Whichever technique is employed by scientists, de-extinction has always been looked upon with a certain amount of scepticism. Since the publication of her book, Bring Back the King, Helen Pilcher has found she receives a mixed reaction when she delivers talks about the techniques used by scientists in this area. “The knee-jerk reaction of a lot of people is that scientists are playing God,” she says, “that we are taking things too far, and we should be putting money into conservation.”
“If the playing God argument is that we are choosing which species can live and which can die then we have been doing that for, arguably, thousands of years. It is just that we are doing it on a bigger and much more devastating scale now. You could take the view that we are already playing God by raising the temperature of the planet, acidifying the oceans, and controlling evolution through the breeding of certain animals.”
Our awareness of the biodiversity crash we are bringing about is now at an all-time high. Last month, a major UN report suggested one million animal and eight million plant species are at risk of extinction, and as many as 20 species are going extinct every day. The animals that could be lost include many species that survived the last mass extinction events: deep sea sharks, which have patrolled the abyss largely unchanged for hundreds of millions of years; turtles, once one of the most common large animals in the ocean are now icons of the conservation movement.
Yet a surprising twist on the development of this technology in the past few years has been its potential application as a means of saving today's wildlife, both by reintroducing lost animals into fragile ecosystems, and by modifying the genomes of living species to improve their resilience. Pilcher says: “We have been altering the genes of animals for a long time and now we are in a position to speed up that process. We are changing the evolutionary trajectory of every creature on the planet. Scientists can now look at ecosystems and identify what is missing and restore that element.
“I am in favour of developing the technology at least until the point where we can establish how useful it will be, but I don’t think we are there yet.”
It is the application of technology directly that troubles some, perhaps because there is something unnerving about “meddling” with nature’s intended path. The rebuttal to that – which is that we are already altering the course of life on Earth anyway, and gene editing is just another way of doing the same thing – is an uncomfortable idea to accept. Many of us take solace in nature because of its seeming constancy, and apparent separateness from our own lives, and coming to terms with the extent of human influence in natural processes is difficult. Nevertheless, all the scientists in the field advocate a cautious approach to what is still very much a frontier science.
Another criticism of de-extinction is the perception that it is a fringe science obsessed with the restoration of animals like the mammoth and the auk, for the wow factor as much as anything else, but it’s the potential of using this technology to save today’s struggling ecosystems that has emerged has perhaps the most useful application of the science, if and when it comes to fruition.

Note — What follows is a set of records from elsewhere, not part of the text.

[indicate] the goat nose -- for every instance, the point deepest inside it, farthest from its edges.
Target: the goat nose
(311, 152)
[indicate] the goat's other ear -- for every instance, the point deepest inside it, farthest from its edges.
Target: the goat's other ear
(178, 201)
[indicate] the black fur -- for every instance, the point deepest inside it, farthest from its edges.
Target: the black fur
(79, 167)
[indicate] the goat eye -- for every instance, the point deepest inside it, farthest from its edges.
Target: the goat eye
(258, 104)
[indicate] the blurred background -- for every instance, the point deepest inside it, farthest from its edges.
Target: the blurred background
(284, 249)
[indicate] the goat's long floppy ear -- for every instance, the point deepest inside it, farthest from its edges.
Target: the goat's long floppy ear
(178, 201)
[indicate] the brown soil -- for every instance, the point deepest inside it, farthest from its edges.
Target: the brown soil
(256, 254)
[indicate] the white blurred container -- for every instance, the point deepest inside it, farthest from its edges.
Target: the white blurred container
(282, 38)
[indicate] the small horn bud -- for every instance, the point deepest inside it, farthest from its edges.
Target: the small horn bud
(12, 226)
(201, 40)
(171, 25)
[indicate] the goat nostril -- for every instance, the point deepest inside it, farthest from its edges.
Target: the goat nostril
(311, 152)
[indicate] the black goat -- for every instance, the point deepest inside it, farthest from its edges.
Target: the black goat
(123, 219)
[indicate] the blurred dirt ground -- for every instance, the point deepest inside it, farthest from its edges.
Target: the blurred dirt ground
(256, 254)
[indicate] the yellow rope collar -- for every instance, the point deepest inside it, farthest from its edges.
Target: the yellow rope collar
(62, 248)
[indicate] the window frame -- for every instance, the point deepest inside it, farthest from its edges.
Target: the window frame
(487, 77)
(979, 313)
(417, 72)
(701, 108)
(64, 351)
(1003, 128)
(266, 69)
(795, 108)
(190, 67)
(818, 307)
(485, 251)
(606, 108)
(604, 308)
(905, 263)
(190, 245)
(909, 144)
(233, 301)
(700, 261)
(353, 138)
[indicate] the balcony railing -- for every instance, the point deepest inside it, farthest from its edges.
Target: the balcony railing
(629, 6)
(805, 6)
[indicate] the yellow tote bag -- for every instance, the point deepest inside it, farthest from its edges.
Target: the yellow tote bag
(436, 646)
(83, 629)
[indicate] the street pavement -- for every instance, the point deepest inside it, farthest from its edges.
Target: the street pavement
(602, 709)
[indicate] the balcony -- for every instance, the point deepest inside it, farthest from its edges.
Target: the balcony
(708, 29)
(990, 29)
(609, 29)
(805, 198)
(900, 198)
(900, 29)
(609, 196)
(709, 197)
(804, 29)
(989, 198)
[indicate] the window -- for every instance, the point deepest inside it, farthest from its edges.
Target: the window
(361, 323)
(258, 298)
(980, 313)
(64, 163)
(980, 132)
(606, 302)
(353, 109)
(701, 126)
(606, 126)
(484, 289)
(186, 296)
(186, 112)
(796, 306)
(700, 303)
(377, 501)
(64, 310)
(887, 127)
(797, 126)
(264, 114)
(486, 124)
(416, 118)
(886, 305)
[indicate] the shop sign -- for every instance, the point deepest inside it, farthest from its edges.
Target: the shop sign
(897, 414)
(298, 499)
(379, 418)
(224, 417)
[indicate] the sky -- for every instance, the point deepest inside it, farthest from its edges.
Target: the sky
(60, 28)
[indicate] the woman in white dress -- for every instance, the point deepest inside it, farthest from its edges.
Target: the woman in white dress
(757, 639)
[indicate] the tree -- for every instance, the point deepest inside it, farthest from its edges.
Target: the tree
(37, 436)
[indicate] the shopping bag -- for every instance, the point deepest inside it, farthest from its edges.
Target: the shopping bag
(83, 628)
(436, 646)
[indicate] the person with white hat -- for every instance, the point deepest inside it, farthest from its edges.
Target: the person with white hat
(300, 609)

“The most convincing argument for de-extinction is that we look at it as a tool of conservation,” says Pilcher.
“I started my last book with the question: what animal would you bring back if you could? For me I thought it would be something like the dodo or the woolly mammoth because it would be amazing and who wouldn’t want to see one? But in the end the animal I would most like to see de-extinct is one that is still alive, and it is the northern white rhino.”
The technology is still being perfected but, in the meantime, we need to build a better awareness of how the science can be used to save today’s threatened species and the habitats that depend on them.